There are two things that almost always come up when someone is speaking about the IoT. The first is how it will change our lives (it will) and the other is how it will leave us vulnerable to security breaches (also true).
It is not surprising then that the government security agencies are pretty pumped up about the opportunities IoT brings to them on the spying front. Richard Ledgett, the NSA’s deputy director spoke about the possibilities that lay in from of his agency in penetrating the defenses of possible enemies, and he was pretty upbeat about it.
He said that ‘Complexity was his friend’ and that the rapidly increasing amount of connected devices offered an unprecedented opportunity to the NSA. It may sound a little unsettling to hear the NSA deputy director talk in such straightforward terms but there is nothing that he said that people did not already know.
We are in the midst of a cyber arms race where the ‘bad guys’ and the ‘good guys’ are all trying to one-up each other. Government agencies are being hacked around the world, often by hackers who are employed by unfriendly nations.
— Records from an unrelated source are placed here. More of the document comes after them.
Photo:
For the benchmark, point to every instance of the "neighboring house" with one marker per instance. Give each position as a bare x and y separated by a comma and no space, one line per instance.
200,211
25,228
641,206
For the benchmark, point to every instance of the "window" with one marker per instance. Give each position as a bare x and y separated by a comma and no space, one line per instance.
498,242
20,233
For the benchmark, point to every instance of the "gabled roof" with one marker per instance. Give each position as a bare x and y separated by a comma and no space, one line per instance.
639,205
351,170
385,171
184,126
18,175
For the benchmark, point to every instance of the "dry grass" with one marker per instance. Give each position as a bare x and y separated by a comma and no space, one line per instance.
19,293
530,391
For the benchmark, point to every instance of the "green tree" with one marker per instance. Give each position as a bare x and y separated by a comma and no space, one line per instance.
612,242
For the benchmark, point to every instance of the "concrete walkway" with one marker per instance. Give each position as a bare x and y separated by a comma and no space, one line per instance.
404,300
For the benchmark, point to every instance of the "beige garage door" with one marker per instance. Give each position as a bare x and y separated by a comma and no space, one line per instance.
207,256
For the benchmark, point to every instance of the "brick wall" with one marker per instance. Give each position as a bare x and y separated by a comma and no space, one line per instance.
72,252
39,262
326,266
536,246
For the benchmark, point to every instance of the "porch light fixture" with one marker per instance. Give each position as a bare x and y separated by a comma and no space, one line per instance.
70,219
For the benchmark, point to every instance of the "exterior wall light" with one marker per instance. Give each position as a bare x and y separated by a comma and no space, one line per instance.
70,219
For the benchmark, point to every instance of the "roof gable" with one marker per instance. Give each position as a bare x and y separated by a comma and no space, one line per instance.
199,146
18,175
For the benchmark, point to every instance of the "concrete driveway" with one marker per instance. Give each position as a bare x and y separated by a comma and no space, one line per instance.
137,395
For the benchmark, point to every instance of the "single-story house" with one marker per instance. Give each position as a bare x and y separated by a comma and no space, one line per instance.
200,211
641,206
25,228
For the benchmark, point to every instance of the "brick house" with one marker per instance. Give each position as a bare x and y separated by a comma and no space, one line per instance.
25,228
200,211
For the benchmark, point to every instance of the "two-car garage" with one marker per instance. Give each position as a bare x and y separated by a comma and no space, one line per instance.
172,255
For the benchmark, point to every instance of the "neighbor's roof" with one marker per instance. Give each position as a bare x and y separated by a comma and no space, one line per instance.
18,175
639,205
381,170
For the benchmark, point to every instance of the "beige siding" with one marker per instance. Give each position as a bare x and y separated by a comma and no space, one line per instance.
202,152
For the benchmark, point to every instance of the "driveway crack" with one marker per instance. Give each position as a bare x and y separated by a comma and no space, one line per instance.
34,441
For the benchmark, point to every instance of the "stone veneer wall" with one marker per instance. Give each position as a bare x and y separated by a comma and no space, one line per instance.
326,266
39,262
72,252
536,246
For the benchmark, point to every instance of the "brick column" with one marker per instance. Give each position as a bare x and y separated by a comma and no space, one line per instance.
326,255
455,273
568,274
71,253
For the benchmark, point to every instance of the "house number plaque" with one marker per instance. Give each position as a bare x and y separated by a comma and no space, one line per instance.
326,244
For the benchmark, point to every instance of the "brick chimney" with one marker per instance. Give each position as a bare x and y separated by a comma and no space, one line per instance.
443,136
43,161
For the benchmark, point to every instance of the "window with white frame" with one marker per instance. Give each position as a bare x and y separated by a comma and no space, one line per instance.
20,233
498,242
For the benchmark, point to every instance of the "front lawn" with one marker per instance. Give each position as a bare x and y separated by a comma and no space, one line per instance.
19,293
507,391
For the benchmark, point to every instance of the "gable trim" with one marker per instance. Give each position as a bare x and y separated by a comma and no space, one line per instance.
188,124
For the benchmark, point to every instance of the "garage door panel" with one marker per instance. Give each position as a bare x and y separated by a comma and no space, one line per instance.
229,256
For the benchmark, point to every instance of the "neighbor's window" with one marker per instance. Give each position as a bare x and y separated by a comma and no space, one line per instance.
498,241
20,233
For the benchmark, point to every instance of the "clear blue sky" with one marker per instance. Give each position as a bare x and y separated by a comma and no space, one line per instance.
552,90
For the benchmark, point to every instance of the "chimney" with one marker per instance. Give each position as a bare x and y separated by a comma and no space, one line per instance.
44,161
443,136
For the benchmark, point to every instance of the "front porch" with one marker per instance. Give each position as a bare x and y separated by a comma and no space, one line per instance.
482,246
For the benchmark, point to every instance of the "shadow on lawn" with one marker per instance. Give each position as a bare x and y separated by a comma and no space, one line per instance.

The USA also undertake a large amount of internal spying to isolate those individuals that may not have the country’s best interests at heart. With an estimated 25 Billion devices to enter the market in the next five years and no coherent plan to secure these networks in place, there is little doubt as to why both the hackers and the government agencies are rubbing their hands together in glee.
There have already been devices which have been identified like Garage door openers, baby monitors, CCTV cameras and even thermostats that connect to other appliances being secured by passwords such ‘12345’ or having no password whatsoever.
There is also no requirement for these factory settings to be changed before a person starts to use them. Security flaws once identified also take a long time to be fixed, since an over the air update is not always possible for such devices. Hardware resets are cumbersome and often confusing for individuals, while they are expensive for the manufacturers to implement.
Ledgett is just the latest intelligence official to make such a statement and will definitely not be the last. The director of National Intelligence said in statements made to the United States Senate that foreign intelligence agencies might look to penetrate cyber defenses through weak points in the IoT networks.
It’s just a little strange to know that U.S. agencies are planning on doing the same thing to their own citizens!
In a tip of the hat to the plot twist of popular show ‘Homeland’, Ledgett also said that his agency was investigating the possibility of hacking biometric devices to locate, track and even take out targets. In his words, it would be just another ‘tool in the toolshed’.
The IoT market is extremely nascent right now even though there are already a large number of devices that have been deployed. It remains to be seen how the tech community tackles these important questions of security and privacy otherwise the entire industry is just setting itself up to fail.